Что решила Конференция

Конференция констатировала невозможность движения развивающихся стран по пути, которым пришли к своему благополучию развитые страны. Эта модель ведет к катастрофе. В связи с этим была признана необходимость перехода мирового сообщества на путь устойчивого развития, обеспечивающего решение социально-экономических проблем и сохранение окружающей среды, удовлетворение основных жизненных потребностей нынешнего поколения и сохранение таких возможностей для будущих поколений.

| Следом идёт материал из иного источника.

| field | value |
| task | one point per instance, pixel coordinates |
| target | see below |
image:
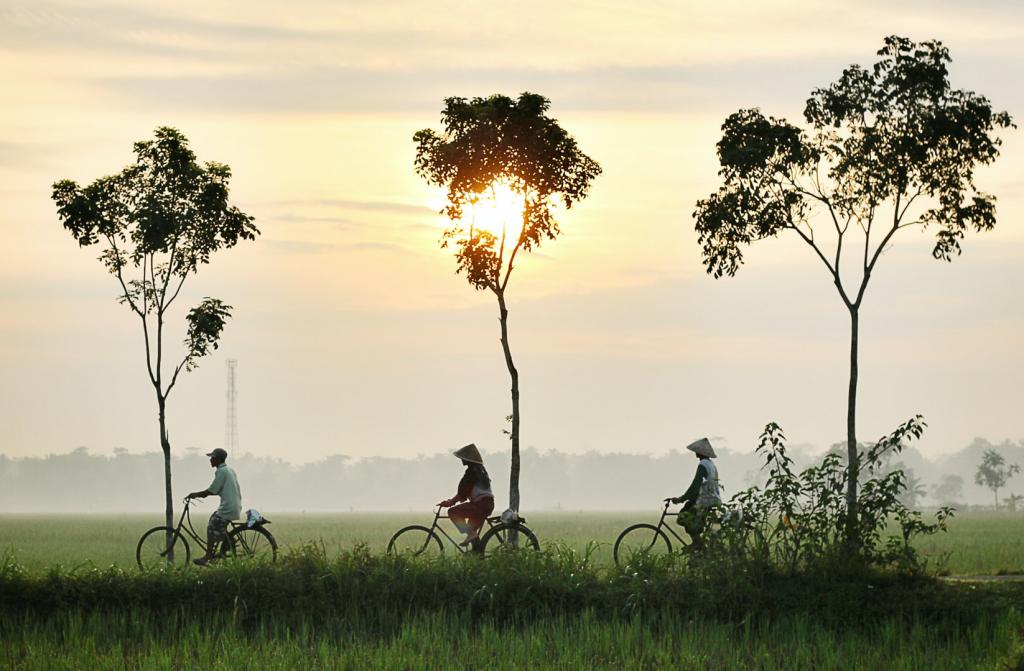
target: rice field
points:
(435, 636)
(977, 543)
(435, 642)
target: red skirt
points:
(473, 511)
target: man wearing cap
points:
(225, 485)
(702, 493)
(474, 489)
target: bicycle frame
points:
(665, 527)
(184, 525)
(437, 528)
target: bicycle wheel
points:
(154, 552)
(417, 541)
(251, 544)
(497, 538)
(640, 539)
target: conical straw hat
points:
(469, 453)
(702, 448)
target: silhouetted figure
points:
(702, 493)
(225, 485)
(474, 489)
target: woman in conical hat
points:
(474, 489)
(702, 493)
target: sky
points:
(352, 332)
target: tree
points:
(913, 487)
(949, 490)
(158, 220)
(885, 149)
(993, 471)
(497, 143)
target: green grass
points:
(445, 641)
(977, 543)
(357, 610)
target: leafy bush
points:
(798, 521)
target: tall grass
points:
(360, 585)
(456, 640)
(976, 543)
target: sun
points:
(498, 210)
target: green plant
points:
(796, 521)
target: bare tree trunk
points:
(851, 431)
(514, 374)
(165, 446)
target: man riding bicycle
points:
(225, 485)
(474, 489)
(702, 493)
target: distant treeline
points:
(80, 481)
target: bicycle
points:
(643, 538)
(419, 540)
(163, 547)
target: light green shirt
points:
(225, 485)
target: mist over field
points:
(81, 481)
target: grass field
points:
(586, 618)
(449, 642)
(977, 543)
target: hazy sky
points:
(352, 331)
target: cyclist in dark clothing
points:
(474, 489)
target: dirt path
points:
(1016, 578)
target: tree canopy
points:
(895, 133)
(500, 140)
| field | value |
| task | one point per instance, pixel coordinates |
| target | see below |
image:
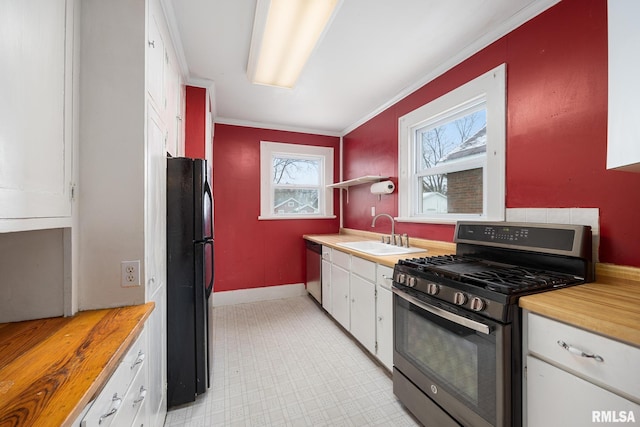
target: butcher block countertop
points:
(609, 306)
(432, 247)
(51, 368)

Совершить революционный переход к новому партнерскому типу взаимоотношений в мире, к новому характеру производства и потребления человечество, как подчеркивалось на Конференции, может только в том случае, если все слои общества во всех странах осознают безусловную необходимость такого перехода и будут ему всемерно содействовать.

Численность населения Земли сегодня составляет 6,3 млрд чел. Она увеличилась за последние 10 лет более чем на миллиард, а к 2025 г., по прогнозу, достигнет 9—10 млрд чел. Население развивающихся стран растет быстрыми темпами и составляет сегодня 3/4 населения планеты, а потребляет оно всего 1/3 общемировой продукции, причем разрыв в потреблении на душу населения продолжает увеличиваться.

Углубляющееся неравенство между богатыми и бедными (75% человечества), экономическая система, которая не учитывает экологические ценности и рассматривает неограниченный рост производства и потребления как прогресс, создают дисбаланс, характеризующийся неустойчивостью в экономическом и экологическом планах.

Мировой общественный продукт возрастает в последние десятилетия в среднем на 1 трлн долл. в год. Но только 15% этого прироста приходится на долю развивающихся стран. Более же 70% достается и без того уже богатым странам, т. е. каждый ребенок, родившийся в стране развитой части мира, потребляет в 20—30 раз больше ресурсов планеты, чем ребенок в стране третьего мира.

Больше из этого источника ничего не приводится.